Cost of employer-sponsored health coverage included on Form W-2
For taxable years beginning January 1, 2011, employers must report on Form W-2 the aggregate cost of employer-sponsored coverage other than the amount of any salary reduction contributions to a flexible spending arrangement.
Small employer tax credit
For taxable years beginning January 1, 2010, an employer with no more than 25 full-time employees and average wages of less than $50,000 that purchases health insurance for its employees and covers at least 50 percent of the total premium cost is eligible for a tax credit of up to 35 percent of the cost of the employer’s premium contribution in the small group market (up to 25 percent credit in the case of tax-exempt employers).
Over the next several years, group health plans face significant new challenges under the lengthy and complex Health Care Reform Law. Group health plans should consult with legal counsel immediately regarding this subject and have their plan design, procedures and administration thoroughly reviewed. .
1 Group health plans which were in existence on March 23, 2010 are deemed “grandfathered” and are exempt from certain provisions of the Health Care Reform Law. The Health Care Reform Law fails to address the extent to which grandfathered plans may be amended without forfeiting their grandfather status. Accordingly, group health plans should exercise caution in making plan design changes, other than those required by the Health Care Reform Law, until further guidance has been provided.

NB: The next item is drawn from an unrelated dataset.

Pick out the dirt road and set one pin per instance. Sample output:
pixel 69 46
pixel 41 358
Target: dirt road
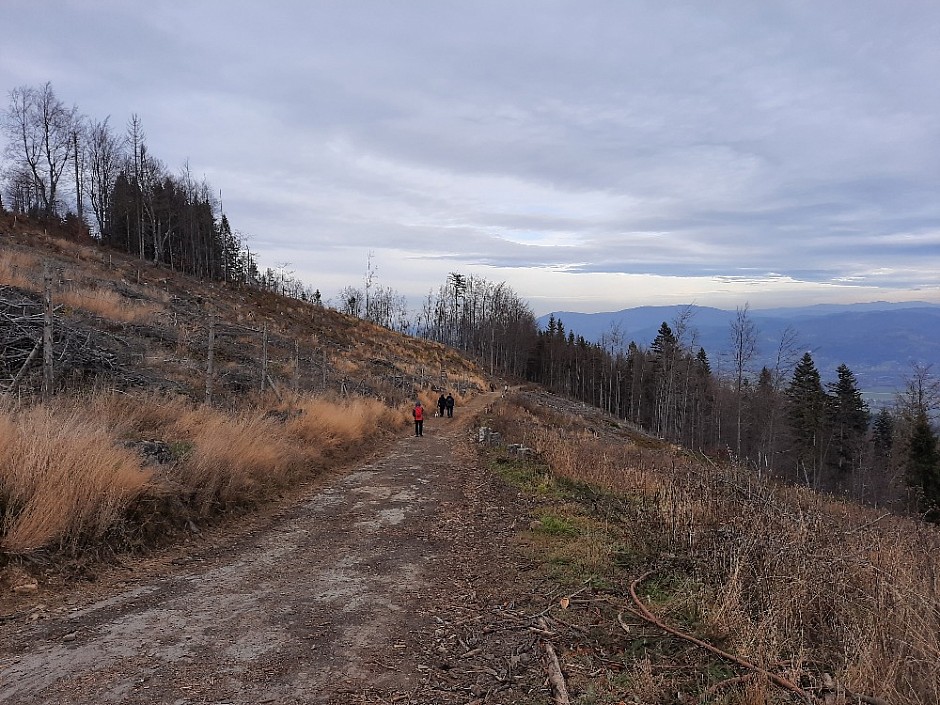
pixel 392 583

2 This effective date is a conservative view.
3 “Early Retiree” means a retiree who is age 55 and older but is not eligible for coverage under title XVIII of the Social Security Act.
IRS Circular 230 Disclosure:
Unless expressly stated otherwise, this document is not intended or written to function as a covered opinion under Department of Treasury regulations. Any federal tax advice within this document is not intended or written to be used, and cannot be used, for the purpose of (1) avoiding penalties that may be imposed, or (2) promoting, marketing or recommending to another party any transaction or matter addressed herein.